Over a thousand people gathered outside the Saudi Arabian Embassy in Central London on Sunday for the annual anti-Israel Al Quds Day rally.
Once again, the Lebanese terrorist group Hezbollah’s gun-emblazoned yellow flags were waved throughout the streets during the march, alongside chants of ‘from the river to the sea, Palestine will be free’ . The chant is widely seen as a call for the elimination of Israel.
Al-Quds Day, named for the Arabic word for Jerusalem, is an anti-Israel day of protest, first initiated by Iran’s Ayatollah Khomeini in 1979.
The rally was advertised in posters under the heading ‘Liberating Quds [Jerusalem] as the capital of Palestine’ and speakers included Reverend Stephen Sizer, an Anglican vicar who once posted a link to an antisemitic conspiracy theory that Israel was responsible for the 9/11 terror attacks, as well as citing Holocaust deniers.
One speaker, Shaykh Mohammad Saeed Bahmanpour, said that Israel should be “wiped from the map” and claimed Zionists’ “days are numbered”.
The rally was met by a counter-demonstration down the road, and a heavy police presence separated the two sides.
Prominent lawyer, Mark Lewis, strategically parked his wheelchair blocking the route of the Al-Quds march.
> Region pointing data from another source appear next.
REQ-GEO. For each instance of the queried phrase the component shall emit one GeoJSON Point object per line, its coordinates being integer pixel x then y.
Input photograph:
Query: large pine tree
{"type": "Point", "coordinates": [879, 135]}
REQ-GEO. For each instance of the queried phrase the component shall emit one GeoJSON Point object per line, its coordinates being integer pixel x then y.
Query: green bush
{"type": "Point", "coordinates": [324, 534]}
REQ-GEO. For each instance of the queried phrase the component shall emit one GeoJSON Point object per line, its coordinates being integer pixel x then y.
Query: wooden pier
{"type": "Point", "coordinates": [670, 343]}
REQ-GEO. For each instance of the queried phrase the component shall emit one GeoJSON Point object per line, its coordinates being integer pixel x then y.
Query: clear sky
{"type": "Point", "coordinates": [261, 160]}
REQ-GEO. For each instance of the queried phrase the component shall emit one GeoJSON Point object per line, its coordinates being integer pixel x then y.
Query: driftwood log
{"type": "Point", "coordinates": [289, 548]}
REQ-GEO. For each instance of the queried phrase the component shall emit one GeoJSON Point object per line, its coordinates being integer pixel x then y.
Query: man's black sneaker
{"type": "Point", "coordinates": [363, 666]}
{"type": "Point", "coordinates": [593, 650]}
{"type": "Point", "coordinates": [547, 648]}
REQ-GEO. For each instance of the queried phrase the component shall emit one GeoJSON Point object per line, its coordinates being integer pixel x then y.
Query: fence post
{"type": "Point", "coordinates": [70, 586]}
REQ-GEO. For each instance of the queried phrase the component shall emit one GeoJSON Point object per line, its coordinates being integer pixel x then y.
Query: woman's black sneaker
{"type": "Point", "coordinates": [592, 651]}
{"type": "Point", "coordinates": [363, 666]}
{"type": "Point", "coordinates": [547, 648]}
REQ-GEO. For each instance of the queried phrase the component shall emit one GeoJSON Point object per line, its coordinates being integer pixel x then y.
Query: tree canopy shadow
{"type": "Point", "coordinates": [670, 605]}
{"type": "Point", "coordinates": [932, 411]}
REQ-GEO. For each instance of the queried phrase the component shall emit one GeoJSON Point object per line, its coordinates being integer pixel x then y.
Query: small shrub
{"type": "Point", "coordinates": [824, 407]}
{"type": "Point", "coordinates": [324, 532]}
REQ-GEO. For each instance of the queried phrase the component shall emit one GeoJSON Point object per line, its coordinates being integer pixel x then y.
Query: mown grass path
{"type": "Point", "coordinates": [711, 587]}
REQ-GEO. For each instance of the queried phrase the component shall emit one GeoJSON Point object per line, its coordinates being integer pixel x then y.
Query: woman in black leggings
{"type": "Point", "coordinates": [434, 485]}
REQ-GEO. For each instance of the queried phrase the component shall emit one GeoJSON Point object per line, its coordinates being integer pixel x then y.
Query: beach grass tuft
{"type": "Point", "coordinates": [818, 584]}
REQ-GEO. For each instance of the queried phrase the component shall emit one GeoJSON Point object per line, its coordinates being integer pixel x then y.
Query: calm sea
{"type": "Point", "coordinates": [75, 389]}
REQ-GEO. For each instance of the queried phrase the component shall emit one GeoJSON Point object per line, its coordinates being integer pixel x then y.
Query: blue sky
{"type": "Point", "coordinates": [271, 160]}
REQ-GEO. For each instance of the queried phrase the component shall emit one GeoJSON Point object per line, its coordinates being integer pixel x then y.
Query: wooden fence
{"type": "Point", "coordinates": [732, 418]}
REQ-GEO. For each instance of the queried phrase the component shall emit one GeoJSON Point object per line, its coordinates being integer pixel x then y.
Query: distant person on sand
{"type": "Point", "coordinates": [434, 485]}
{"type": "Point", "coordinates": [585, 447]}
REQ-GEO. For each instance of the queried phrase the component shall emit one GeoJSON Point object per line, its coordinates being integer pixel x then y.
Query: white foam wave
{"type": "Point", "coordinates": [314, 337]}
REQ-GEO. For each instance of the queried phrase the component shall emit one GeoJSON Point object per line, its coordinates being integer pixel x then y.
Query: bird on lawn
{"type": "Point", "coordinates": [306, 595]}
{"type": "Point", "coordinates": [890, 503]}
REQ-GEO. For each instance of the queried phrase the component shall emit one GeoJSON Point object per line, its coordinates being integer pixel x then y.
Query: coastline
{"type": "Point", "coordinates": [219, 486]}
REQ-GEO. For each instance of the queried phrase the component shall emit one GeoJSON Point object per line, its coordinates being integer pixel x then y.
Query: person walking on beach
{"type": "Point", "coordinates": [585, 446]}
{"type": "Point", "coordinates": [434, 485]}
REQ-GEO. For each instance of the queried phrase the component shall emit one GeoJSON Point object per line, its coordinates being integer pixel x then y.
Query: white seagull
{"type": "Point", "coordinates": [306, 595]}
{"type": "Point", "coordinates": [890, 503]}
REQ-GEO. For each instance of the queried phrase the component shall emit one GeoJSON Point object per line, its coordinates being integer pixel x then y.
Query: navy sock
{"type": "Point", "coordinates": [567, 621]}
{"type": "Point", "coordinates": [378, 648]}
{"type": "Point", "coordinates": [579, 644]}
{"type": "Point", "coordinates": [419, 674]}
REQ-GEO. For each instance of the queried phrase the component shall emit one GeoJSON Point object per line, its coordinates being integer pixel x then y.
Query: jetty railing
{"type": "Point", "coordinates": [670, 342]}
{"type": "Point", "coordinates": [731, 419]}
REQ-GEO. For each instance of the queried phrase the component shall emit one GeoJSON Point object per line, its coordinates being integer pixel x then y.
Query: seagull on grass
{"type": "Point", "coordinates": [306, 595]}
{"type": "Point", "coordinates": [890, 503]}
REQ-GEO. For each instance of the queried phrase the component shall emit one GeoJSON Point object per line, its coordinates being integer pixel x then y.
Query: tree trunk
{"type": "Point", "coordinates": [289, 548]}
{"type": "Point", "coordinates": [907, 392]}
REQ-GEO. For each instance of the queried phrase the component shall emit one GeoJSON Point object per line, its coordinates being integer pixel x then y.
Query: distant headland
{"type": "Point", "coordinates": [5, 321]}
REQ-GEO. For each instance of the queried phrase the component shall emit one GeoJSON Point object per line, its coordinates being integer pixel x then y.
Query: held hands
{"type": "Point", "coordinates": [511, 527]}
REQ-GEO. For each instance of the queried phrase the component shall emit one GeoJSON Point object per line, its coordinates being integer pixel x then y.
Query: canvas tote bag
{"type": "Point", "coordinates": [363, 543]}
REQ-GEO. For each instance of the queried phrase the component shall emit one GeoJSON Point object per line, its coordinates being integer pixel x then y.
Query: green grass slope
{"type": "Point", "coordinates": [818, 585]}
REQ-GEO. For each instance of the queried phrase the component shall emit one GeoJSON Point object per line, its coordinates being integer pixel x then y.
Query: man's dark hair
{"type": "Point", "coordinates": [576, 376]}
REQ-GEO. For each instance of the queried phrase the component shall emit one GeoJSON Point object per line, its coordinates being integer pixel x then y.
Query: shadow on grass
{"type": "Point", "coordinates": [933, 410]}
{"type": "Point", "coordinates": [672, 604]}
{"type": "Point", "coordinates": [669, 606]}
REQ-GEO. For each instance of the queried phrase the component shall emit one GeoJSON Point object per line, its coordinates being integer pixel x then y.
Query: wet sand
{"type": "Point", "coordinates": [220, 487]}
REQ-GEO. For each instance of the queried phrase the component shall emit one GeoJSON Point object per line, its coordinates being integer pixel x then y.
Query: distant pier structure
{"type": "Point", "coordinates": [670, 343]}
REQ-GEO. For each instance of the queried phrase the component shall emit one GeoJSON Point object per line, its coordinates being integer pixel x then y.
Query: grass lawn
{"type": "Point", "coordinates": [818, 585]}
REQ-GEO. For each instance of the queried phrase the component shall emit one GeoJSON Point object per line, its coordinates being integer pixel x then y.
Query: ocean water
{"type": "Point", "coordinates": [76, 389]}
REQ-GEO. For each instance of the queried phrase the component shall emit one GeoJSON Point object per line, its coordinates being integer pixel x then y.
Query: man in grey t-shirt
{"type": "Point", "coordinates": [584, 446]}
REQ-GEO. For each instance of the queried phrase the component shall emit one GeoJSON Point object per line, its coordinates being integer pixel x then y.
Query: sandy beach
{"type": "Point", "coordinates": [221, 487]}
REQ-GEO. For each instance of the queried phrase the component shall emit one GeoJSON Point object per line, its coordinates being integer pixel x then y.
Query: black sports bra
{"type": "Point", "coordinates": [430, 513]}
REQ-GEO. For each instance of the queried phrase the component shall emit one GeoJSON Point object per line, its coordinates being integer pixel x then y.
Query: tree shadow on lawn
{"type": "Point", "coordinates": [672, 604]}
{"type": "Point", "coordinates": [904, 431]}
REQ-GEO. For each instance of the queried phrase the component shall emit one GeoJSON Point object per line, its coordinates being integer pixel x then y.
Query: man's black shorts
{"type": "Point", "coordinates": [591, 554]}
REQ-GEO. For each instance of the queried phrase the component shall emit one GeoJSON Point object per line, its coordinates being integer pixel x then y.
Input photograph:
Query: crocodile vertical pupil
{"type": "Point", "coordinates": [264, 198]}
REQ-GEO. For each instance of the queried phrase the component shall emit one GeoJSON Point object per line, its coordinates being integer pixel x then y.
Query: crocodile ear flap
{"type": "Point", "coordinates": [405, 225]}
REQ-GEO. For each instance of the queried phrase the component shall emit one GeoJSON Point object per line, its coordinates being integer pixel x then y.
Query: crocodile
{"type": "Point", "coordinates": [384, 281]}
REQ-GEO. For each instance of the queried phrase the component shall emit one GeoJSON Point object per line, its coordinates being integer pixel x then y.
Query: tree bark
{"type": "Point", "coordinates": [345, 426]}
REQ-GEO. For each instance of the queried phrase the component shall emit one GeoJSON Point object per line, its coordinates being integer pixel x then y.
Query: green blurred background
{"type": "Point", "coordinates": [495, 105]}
Mr Lewis, who has multiple sclerosis, refused to move out the way of protesters and successfully delayed the anti-Israel march for an hour.
As the Al-Quds march proceeded towards Downing Street, pro-Israel activists chanted counter protests and played the Israeli national anthem as well as winning Israeli Eurovision song on speakers.
Many of the flags featured small ‘disclaimers’ that they were only supporting Hezbollah’s ‘political wing’, though Hezbollah has long insisted that its military and non-military activities are indivisible. Only the ‘military wing’ of Hezbollah is proscribed as a terror organisation in the UK.
Following last year’s march, Conservative parliamentarians have voiced concern at the public display of Hezbollah flags, and called on the Government to proscribe the terror organisation in its entirety.